The EU Commission has also formally announced its intention to “introduce a digital product passport for textiles based on mandatory information requirements on circularity and other key environmental aspects.” These requirements for the textiles sector are expected to come into force by around 2030, dictating supply chain visibility for everything from footwear to mattresses. 

There is also a range of other regulations being implemented across other geographic regions, with the goal of creating more sustainable products and industries. Many countries across the EU are implementing various extended producer-responsibility laws (e.g. the German Electrical and Electronic Equipment Act) to increase the accountability of manufacturing companies.

Be proactive 

Even though strict requirements for digital product passports may be years away, especially outside of the EU, there are several reasons to start the process of implementation now.

First, implementing a digital product passport system requires significant effort, time and resources. Companies must ensure that their internal systems and processes are compatible with the new technology, and that their employees are aware of how to use it effectively. By delaying implementation, companies risk falling behind their competitors and losing out on potential business opportunities.

The process can become overwhelming very quickly. In numerous examples, companies announce a digital passport as a proof of concept and then inundated with consumer requests for items with digital passports, which they couldn't fulfill because they hadn’t actually implemented the system yet.

It also takes time to align supply chain partners on common definitions, goals and priorities. Delaying adoption of this technology can result in a significant delay in achieving alignment with suppliers, partners and customers who may have already implemented the technology. This delay can cause a misalignment of priorities, resulting in costly mistakes and disruptions in the supply chain. 

Moreover, getting involved now with DPPs means shaping industry standards. By adopting digital product passports early, companies can help influence the development of future technology and regulations. This proactive approach can lead to a competitive advantage and increased brand recognition.

Staying ahead of the curve

If your company has decided to adopt digital product passports for your supply chain, it can be difficult to know where to start. But the general process should go something like this. As a first step, you should map out regulatory requirements for data transparency. Begin by identifying the regulatory requirements that your company needs to comply with, as well as any additional information that would be useful to track for your specific products. 

Once you have a clear understanding of the information you need, identify any gaps in your current data collection and management processes. Determine what information you need to gather yourselves, what information is located elsewhere in your supply chain and how you can work with your partners to obtain reliable data. Develop a strategy for closing these gaps and ensure that your partners are aware of the requirements.

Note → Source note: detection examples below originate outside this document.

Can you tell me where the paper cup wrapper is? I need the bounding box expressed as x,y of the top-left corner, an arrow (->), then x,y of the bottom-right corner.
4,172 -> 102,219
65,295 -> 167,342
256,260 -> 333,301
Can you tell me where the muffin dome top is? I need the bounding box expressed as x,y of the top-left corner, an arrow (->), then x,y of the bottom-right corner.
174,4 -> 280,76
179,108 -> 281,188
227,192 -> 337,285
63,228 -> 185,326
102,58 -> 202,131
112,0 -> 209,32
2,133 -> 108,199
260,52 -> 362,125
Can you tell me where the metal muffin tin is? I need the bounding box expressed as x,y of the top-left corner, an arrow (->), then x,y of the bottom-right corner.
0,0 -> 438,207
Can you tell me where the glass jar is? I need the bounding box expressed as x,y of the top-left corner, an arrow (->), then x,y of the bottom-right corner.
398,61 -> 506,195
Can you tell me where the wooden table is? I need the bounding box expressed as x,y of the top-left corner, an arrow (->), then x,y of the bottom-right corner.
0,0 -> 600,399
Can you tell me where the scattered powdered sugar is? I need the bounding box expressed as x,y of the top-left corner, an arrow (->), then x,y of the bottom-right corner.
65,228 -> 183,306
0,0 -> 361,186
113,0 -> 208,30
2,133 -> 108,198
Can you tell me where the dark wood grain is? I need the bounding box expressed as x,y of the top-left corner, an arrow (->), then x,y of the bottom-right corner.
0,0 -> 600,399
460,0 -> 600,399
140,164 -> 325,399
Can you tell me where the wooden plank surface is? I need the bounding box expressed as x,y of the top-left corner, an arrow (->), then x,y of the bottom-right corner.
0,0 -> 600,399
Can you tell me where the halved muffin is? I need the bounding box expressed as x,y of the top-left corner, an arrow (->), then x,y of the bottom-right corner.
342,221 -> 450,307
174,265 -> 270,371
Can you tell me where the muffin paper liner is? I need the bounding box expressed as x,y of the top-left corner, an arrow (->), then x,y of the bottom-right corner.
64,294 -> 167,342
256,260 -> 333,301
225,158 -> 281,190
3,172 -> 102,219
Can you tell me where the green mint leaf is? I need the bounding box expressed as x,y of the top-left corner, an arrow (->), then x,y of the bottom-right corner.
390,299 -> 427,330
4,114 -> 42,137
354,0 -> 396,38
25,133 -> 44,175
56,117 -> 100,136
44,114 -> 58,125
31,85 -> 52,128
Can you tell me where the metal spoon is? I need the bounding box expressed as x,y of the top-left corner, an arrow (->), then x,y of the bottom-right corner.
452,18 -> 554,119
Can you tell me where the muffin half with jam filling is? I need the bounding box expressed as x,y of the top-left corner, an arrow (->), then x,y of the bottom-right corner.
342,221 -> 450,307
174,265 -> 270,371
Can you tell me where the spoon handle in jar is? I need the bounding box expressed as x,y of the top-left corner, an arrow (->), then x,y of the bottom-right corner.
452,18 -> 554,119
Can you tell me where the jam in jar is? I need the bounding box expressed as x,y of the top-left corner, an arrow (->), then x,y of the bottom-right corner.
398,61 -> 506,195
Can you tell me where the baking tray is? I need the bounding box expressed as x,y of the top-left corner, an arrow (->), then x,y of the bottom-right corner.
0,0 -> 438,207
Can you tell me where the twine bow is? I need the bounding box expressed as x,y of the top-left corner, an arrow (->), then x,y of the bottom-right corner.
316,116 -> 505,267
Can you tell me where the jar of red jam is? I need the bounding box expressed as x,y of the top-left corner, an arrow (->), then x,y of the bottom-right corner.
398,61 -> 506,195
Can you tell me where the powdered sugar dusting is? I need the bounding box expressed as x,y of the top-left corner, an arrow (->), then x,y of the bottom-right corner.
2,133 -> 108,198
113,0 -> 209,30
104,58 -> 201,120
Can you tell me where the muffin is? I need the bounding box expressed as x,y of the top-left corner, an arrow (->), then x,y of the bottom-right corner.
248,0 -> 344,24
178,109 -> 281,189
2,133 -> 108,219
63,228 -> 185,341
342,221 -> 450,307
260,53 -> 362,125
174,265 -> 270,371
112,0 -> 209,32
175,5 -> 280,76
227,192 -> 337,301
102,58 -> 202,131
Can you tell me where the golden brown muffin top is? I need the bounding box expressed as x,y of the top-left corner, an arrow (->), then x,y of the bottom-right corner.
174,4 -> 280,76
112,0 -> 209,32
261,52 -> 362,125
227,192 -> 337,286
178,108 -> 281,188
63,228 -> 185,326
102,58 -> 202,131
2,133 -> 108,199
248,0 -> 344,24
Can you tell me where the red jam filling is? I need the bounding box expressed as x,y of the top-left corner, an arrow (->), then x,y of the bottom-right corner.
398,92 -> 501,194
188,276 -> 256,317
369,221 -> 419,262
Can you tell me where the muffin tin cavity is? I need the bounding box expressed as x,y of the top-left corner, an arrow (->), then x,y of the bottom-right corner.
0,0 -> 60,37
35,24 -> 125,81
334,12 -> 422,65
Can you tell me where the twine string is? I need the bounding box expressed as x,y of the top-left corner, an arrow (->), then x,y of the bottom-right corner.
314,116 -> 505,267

Then you can identify the requirements for a digital product passport system to meet your needs. There are many digital product passport providers in the market, but not all of them may be suitable for your business. Start by identifying potential providers that meet your requirements and begin vetting and testing them. Ensure that the providers have a reliable track record that’s specific to the field of digital product passports and can provide the necessary support and maintenance for the system.

By following these steps, you can ensure that you are well-prepared to adopt DPPs as your industry shifts in that direction. Remember that this can be a complex process that requires careful planning and collaboration with your supply chain partners. But with the right strategy and system in place, digital product passports can bring not only regulatory compliance but also significant operational and reputational benefits to your company and help you stay ahead – and visible – in a rapidly evolving market.